Requirements under the Act
Furthermore, under Sections 16-10a-1801 to 16-10a-1804 of the Utah Code and certain amendments to Section 16-10a-840 of the Utah Code, we are prohibited from entering into a business combination, such as a merger, consolidation, recapitalization, asset sale, or disposition of stock, with any person that meets the definition of “interested shareholder” (discussed further below), including any entity that is, or after the business combination would be, an affiliate or associate of an interested shareholder, for a period of five years after the date such person became an interested shareholder, unless one of the of the following conditions is met:
| ● | the business combination, or the acquisition of stock that resulted in the person becoming an interested shareholder, was approved by our Board of Directors prior to the person becoming an interested shareholder; | |
| ● | the business combination is approved by a majority of our non-interested shareholders at a meeting called no earlier than five years after the date the person first became an interested shareholder; or | |
| ● | the cash and other consideration to be delivered to the holder of each share of our common stock meets certain minimum value criteria. |
For purposes of the business combination provisions, an “interested shareholder” includes any person who owns (or, in the case of affiliates and associates, did own within the last five years) 20% or more of that corporation’s voting stock. These provisions may have an anti-takeover effect with respect to such business combinations.

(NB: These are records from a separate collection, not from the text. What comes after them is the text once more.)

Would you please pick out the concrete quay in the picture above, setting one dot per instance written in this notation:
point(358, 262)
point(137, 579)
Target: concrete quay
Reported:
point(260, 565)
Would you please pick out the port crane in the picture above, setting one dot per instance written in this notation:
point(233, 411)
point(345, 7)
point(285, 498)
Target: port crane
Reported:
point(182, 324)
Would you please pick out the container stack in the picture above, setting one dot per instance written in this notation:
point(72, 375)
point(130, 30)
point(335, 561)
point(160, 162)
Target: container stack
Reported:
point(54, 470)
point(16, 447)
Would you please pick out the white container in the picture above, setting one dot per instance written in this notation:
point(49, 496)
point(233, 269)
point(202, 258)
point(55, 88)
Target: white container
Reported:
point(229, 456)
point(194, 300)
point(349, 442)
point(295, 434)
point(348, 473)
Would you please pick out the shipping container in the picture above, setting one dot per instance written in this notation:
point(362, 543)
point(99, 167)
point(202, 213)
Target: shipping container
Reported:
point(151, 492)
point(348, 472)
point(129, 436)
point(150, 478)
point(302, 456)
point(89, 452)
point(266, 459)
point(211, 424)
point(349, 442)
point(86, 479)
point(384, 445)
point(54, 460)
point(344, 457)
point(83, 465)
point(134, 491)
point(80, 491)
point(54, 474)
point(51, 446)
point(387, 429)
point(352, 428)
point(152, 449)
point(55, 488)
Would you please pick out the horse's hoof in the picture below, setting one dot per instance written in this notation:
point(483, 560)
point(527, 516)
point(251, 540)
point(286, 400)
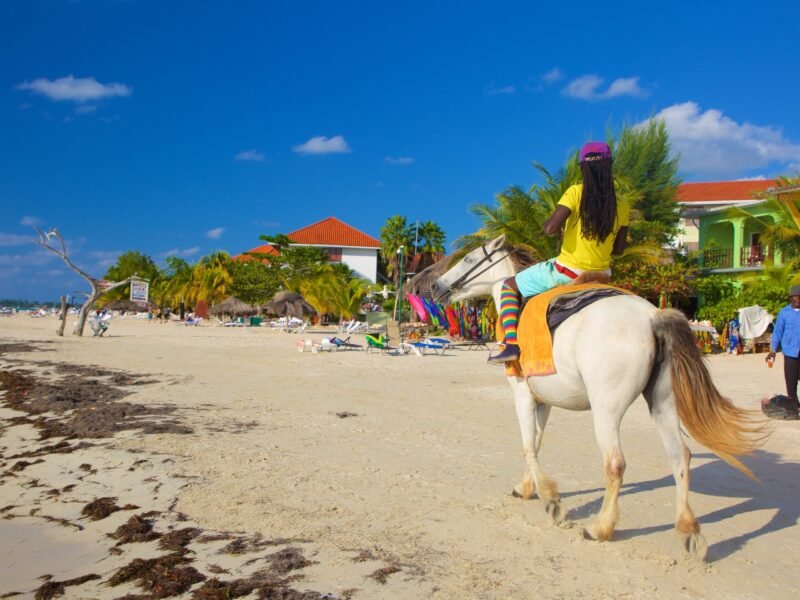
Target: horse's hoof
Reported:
point(695, 546)
point(597, 535)
point(555, 510)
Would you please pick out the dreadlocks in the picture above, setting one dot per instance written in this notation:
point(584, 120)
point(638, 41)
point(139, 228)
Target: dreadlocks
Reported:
point(598, 209)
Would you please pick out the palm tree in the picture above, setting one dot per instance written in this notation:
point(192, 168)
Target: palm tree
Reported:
point(433, 238)
point(521, 216)
point(395, 234)
point(211, 278)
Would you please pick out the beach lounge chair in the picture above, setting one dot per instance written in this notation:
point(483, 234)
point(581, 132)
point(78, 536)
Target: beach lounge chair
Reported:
point(376, 322)
point(296, 325)
point(345, 344)
point(473, 344)
point(381, 343)
point(428, 345)
point(188, 321)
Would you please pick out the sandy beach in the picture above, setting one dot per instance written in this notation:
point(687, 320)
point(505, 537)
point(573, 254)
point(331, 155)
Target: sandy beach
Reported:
point(220, 462)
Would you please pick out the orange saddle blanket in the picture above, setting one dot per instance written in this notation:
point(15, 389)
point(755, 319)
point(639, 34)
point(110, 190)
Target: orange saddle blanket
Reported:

Requirements under the Utah Control Shares Acquisitions Act
We are subject to the Control Shares Acquisitions Act, or Control Shares Act, as set forth in Sections 61-6-1 to 61-6-12 of the Utah Code. The Control Shares Acquisition Act provides that any person or entity that acquires control shares of an issuing public corporation in a control share acquisition is denied voting rights with respect to the acquired shares, unless a majority of the disinterested shareholders of the issuing public corporation elects to restore such voting rights.
Our Bylaws provide that if a person proposes to make or has made a control share acquisition and no acquiring person statement has been delivered to the Company, or if the acquiring person has filed the acquiring person statement but the control shares have not been accorded full voting rights by the shareholders, the Company shall have the right to redeem, at fair market value, the control shares of the acquiring person within 60 days after the last acquisition of control shares by the acquiring person. In the event control shares acquired in a control share acquisition are accorded full voting rights and the acquiring person has acquired control shares with a majority or more of the voting power, the shareholders of the Company shall not have dissenter’s rights as provided in the Control Shares Act.
We expect the Control Shares Acquisitions Act to have an anti-takeover effect with respect to transactions not approved in advance by our Board of Directors. The Control Shares Acquisition Act may also discourage takeover attempts that might result in a premium over the market price for the shares of Class A common stock held by our shareholders.
Forum for Adjudication of Disputes
Unless the Company consents in writing to the selection of an alternative forum, the sole and exclusive forum for (i) any derivative action or proceeding brought on behalf of the Company, (ii) any action asserting a claim of breach of a fiduciary duty owed by any director, officer, or other employee of the Company to the Company or the Company’s shareholders, (iii) any action asserting a claim arising pursuant to any provision of the Act, or (iv) any action asserting a claim governed by the internal affairs doctrine, shall be a state or federal court located within the State of Utah. Any person or entity purchasing or otherwise acquiring any interest in shares of capital stock of the Company shall be deemed to have notice of and consented to this forum selection provision.